Born in Lismore into a wealthy landowning family, Robert Boyle became one of the most important figures in the Scientific Revolution. A contemporary of Isaac Newton and Robert Hooke, he is recognized the world over for his scientific discoveries, his role in the rise of the Royal Society and his influence in promoting the new ‘experimental philosophy’ in science.

This year, the theme of the conference was ‘What do we know – and how do we know it?’. There were many interesting talks such as Boyle’s Theory of Knowledge by Dr William Eaton, Associate Professor of Early Modern Philosophy at Georgia Southern University: The How, Who & What of Scientific Discovery by Paul Strathern, author of a great many books on scientists and philosophers such as the well-known Philosophers in 90 Minutes series: Scientific Enquiry and Brain StateUnderstanding the Nature of Knowledge by Professor William T. O’Connor, Head of Teaching and Research in Physiology at the University of Limerick Graduate Entry Medical School: The Promise and Peril of Big Data by Timandra Harkness, well-know media presenter, comedian and writer.
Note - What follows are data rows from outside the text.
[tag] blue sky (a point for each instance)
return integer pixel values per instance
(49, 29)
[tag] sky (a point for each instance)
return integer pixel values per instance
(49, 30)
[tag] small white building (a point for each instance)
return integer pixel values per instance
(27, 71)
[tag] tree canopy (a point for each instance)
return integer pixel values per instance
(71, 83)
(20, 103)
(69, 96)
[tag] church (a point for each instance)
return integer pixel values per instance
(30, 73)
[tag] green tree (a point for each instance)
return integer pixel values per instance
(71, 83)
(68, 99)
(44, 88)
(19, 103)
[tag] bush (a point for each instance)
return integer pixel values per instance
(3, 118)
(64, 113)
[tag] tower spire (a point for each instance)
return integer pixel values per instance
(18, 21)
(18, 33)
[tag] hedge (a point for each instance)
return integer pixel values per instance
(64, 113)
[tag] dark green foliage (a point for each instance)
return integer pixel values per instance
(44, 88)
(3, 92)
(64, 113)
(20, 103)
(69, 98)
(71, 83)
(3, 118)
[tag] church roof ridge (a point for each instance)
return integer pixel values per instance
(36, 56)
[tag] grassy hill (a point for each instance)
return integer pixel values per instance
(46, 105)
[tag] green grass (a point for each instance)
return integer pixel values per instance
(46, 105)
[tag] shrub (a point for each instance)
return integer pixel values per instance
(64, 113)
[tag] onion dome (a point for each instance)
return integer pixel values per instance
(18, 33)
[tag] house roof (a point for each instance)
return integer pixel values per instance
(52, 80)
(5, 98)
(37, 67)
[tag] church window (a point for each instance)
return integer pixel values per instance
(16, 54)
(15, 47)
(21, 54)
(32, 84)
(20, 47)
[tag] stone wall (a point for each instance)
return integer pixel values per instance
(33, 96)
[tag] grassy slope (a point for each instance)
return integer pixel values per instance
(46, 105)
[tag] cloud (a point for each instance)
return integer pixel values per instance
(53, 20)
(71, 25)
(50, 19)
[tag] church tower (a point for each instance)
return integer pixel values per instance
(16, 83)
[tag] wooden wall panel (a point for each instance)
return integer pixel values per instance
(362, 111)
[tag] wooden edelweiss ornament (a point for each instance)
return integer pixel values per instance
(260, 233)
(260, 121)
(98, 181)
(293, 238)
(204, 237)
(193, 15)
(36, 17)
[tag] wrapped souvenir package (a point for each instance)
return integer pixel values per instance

For physicists, there was a welcome opportunity to hear the well-known American philosopher of physics Robert P. Crease present the talk Science Denial: will any knowledge do? The full programme for the conference can be found here.

All in all, a hugely enjoyable summer school, culminating in a garden party in the grounds of Lismore castle, Boyle’s ancestral home. My own contribution was to provide the music for the garden party – a flute, violin and cello trio, playing the music of Boyle’s contemporaries, from Johann Sebastian Bach to Turlough O’ Carolan. In my view, the latter was a baroque composer of great importance whose music should be much better known outside Ireland.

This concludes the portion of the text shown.